The Words of the Morris Family

The Ocean Is Our Classroom and Our Cathedral

Marilyn Morris
April 1985

With but one exception since 1973, Father has gone fishing every summer in the Gloucester area, and on occasion has taken the time to explore the fisheries in Alaska. A large part of our movement is intimately tied to the ocean; boat building, fish processing, fish distribution (wholesale and retail) and the Ocean Challenge spiritual training program are just a few examples.

These ties span across seas and link American members to Japan, Korea, Taiwan, Europe, and South America. Indeed, the future of the entire world will be greatly affected by how well the peoples of the earth can unite with one another and utilize the precious resources of the ocean.

Although Ocean Church is concerned with all the various aspect, of fishing itself, it is also definitely a church. As such, we share Father's dream and vision for America's future and its role in the restoration and healing of the relationships between races, cultures, and nations.

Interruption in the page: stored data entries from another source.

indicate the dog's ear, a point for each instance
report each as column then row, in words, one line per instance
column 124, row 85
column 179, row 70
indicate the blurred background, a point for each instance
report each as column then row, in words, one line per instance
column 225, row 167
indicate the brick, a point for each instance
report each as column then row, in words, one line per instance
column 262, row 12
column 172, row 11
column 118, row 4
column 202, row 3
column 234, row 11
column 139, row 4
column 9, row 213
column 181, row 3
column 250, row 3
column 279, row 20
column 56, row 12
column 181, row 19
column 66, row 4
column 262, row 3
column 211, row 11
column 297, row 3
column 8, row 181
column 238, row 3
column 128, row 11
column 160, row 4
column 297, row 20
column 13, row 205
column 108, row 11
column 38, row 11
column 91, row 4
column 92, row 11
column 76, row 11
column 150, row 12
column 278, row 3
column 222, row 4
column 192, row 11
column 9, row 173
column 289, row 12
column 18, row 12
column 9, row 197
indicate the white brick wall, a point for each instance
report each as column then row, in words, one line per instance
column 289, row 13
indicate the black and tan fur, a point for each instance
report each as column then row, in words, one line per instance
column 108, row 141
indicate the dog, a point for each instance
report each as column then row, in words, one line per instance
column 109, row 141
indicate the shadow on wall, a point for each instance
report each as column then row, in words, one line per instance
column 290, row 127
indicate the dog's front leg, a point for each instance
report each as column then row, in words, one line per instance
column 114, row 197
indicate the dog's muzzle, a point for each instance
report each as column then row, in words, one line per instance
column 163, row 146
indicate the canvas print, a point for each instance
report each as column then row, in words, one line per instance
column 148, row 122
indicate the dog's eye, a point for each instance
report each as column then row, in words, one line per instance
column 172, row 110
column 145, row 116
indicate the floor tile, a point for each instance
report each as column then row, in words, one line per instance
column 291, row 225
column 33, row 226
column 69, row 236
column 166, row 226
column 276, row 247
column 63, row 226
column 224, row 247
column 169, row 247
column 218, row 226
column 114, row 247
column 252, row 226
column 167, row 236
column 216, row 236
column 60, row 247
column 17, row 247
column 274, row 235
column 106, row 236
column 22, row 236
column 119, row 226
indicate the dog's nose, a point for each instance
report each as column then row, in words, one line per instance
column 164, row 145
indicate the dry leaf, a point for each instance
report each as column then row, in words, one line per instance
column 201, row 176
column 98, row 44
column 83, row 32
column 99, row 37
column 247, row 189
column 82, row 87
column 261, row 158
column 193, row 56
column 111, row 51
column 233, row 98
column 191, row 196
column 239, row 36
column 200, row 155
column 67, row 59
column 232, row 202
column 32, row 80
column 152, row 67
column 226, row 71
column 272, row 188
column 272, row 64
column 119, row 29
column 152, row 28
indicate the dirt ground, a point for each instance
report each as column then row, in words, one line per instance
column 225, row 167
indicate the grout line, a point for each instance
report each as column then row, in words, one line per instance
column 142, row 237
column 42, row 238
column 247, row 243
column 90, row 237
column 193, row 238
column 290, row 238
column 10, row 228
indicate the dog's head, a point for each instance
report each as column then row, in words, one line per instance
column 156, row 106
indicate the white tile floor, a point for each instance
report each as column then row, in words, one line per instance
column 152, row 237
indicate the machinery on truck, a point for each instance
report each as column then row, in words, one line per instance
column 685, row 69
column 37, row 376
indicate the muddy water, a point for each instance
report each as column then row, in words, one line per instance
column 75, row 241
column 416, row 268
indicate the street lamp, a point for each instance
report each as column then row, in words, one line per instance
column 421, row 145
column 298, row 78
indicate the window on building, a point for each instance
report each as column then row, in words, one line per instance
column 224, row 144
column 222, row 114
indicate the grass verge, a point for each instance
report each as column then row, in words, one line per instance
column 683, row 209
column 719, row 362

Just as HSA-UWC was founded to take care of the Christian community, to heal the wounds of 2,000 years of infighting and separation, so too Ocean Church was created by Father to reach out to all people concerned about the ocean and how to properly use it for the betterment of humankind.

In a sense, the summer "Ocean Challenge" program in Gloucester has been the womb of the "ocean movement" that is now preparing to emerge as a core of responsible men and women who can share Father's vision and give clear direction on how to solve many problems -- hunger, food distribution, immorality, lack of motivation among the youth, and the disunity between fishermen, businessmen, scientists, politicians, and sport lovers of the ocean.

The Gloucester experience has been special because it is where almost every member now connected with this ocean "providence" has received his or her first taste of the ocean under Father's tutelage and personal care. Now Ocean Church brothers and sisters are taking on larger responsibilities and training intensively for the future, which is already challenging us in our daily encounters with practical life. From Alabama, where four brothers are training on large shrimp trawlers owned by Master Marine, one brother in particular has put into words what so many would like to say to our movement at large. His name is Mitch Hull and he began like so many others, fishing with Father in Gloucester for tuna. He says,

Since being in Ocean Church, I've had a strong sense that we must fish, and in fishing our often cloudy mission would become clear. At least for me, this is becoming the case. I used to think this whole ocean providence was already laid out and God and Father were just waiting for us to discover "the plan." Frustration inevitably comes from such an attitude when answers and results don't come easily or instantly. But now, from a new perspective I am seeing the ocean as a vast, relatively untapped resource; a precious gem that God has hidden for this time in history. Just as America was for our Christian forefathers, so the ocean is for us today. We must have the same pioneering spirit.

I'm beginning to see that it will take a united effort from our entire movement to effect a real change. And I truly see that Ocean Church must play a significant role in all of this. It is up to us to find the principled method and approach, to use this resource with initiative and creativity, and to develop the characteristics of a fisherman -- patience and perseverance. From my boat, I am praying for all by brothers and sisters. Even though our daily activities may be different, I pray that we can all "catch" the spirit of our Father and successfully bring in the harvest, from the ocean, from the field, from the ministers and community leaders, from the young people of America, from the state and city centers, from each and every member.